Eye-wateringly young, dangerously rebellious, Holy Esque have arrived in a monumental way. Their debut self-titled EP is brimming with the sort of ambition that continues to make the music industry the leading entertainment outlet for the upcoming generations.
Formed in Glasgow at the start of 2011, the four-piece garage band describe themselves as a post-punk revival outfit. The influences are clear upon listening to the EP. The big, riveting riffs and distorted percussion invoke memories of all that was good about Echo and the Bunnymen.
Pay Hynes, the charismatic front man and guitarist lends a voice that can only be described as unique. Painfully tragic in its delivery, his unabashed take on the remorseful, thoughtful, eternally downtrodden indie lead singer is both refreshingly startling and startlingly refreshing.
Releasing a debut of this caliber sets a high standard for Holy Esque. Yet the oozing confidence and refined tome of their storytelling and musical ability belie the group’s comparative youth. The oldest barely out of his teens.
Stealing the show is ‘Loneliest Loneliness’, a tempered, brooding number that illicit images of abandoned dockyards and the forgotten dignity of a city and its people no struggling to cope with their reality. Not out of place on a post-punk album of twenty years past, it perfectly sums up Holy Esque’s ambitions and ode to an era in British music they were sadly born too late to experience first hand.
Yet where some bands would falter and sound like tributes to this era, Holy Esque are fueled by it.

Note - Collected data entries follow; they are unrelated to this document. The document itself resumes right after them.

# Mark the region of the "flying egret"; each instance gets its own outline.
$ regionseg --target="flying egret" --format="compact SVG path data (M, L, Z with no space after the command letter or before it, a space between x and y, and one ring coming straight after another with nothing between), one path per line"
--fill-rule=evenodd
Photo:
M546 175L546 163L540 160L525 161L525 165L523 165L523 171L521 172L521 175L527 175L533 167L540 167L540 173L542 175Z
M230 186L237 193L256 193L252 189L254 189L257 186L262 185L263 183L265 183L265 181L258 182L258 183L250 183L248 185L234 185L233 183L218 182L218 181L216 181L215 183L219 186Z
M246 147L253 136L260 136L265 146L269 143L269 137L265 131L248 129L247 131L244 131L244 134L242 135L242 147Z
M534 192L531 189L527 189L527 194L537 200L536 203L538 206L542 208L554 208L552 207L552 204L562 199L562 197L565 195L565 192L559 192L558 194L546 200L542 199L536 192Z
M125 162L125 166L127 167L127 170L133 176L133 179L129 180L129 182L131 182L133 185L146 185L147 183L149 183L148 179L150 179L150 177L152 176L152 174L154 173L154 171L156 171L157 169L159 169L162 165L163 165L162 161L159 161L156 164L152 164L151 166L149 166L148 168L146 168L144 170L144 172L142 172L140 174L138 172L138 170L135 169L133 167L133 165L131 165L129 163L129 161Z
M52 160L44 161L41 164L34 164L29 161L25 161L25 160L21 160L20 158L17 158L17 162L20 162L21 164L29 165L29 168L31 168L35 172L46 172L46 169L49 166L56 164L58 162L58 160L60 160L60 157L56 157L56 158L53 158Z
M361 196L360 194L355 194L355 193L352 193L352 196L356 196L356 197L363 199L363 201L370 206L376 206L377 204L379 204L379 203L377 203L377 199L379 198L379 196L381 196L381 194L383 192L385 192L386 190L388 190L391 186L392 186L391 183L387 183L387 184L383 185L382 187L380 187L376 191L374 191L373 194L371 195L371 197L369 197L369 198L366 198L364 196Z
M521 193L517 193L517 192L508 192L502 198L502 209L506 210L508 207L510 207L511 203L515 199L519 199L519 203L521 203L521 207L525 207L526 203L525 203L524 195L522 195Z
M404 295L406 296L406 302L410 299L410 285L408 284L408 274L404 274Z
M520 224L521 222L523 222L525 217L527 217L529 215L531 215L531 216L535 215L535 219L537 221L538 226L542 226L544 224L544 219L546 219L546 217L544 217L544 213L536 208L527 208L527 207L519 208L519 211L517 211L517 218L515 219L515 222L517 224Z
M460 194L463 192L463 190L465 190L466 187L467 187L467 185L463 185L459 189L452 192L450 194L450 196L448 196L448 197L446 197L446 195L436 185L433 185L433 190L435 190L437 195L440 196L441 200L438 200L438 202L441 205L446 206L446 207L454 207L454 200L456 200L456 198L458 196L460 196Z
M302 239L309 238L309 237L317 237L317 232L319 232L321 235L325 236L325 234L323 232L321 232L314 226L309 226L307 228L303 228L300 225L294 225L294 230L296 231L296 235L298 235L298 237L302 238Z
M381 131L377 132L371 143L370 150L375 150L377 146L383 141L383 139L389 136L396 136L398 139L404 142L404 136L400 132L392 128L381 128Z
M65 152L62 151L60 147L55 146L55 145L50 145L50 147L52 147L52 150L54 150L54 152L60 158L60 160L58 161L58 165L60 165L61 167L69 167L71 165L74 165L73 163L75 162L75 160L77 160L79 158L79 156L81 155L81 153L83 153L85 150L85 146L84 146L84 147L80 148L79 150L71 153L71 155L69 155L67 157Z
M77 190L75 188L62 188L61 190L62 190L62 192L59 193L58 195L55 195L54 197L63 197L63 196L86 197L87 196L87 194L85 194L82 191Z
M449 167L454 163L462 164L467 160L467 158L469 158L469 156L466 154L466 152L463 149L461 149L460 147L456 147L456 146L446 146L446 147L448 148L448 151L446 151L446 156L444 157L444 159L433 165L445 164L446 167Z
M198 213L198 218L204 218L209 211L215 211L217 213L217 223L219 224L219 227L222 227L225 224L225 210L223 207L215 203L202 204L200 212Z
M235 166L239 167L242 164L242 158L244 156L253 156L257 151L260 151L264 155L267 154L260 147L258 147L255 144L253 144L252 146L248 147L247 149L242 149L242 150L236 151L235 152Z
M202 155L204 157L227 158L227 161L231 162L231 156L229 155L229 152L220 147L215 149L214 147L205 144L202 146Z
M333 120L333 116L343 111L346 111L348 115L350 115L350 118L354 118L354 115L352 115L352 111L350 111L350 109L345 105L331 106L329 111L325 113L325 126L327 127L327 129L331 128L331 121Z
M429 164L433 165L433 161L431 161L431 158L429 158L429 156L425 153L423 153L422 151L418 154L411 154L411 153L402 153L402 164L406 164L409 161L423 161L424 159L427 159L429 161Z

Their circumstances act as the fire that lights their defiant love for an altogether overlooked era of importance in this country’s musical history.
Teaming with a renowned producer has helped this band enormously. Kevin Burleigh, the man behind Glasvegas, has his influence all over this EP. To that end comes the one gripe of the work. Production values are therefore incredibly high for a group of this standing and relative new coming to the scene.
It is with this arsenal of an industry name that the band has garnered the media’s attention already. Heavily touted in the likes of NME, Holy Esque are being set up as Glasgow, and by extension Scotland’s, next top band.
Do they need this fanfare of endorsements bordering on megalomania? Only time can answer that question. The band’s talent is a firm foundation from which to launch. They will no doubt succeed beyond their wildest fantasies. The trick is to get in on the bottom floor.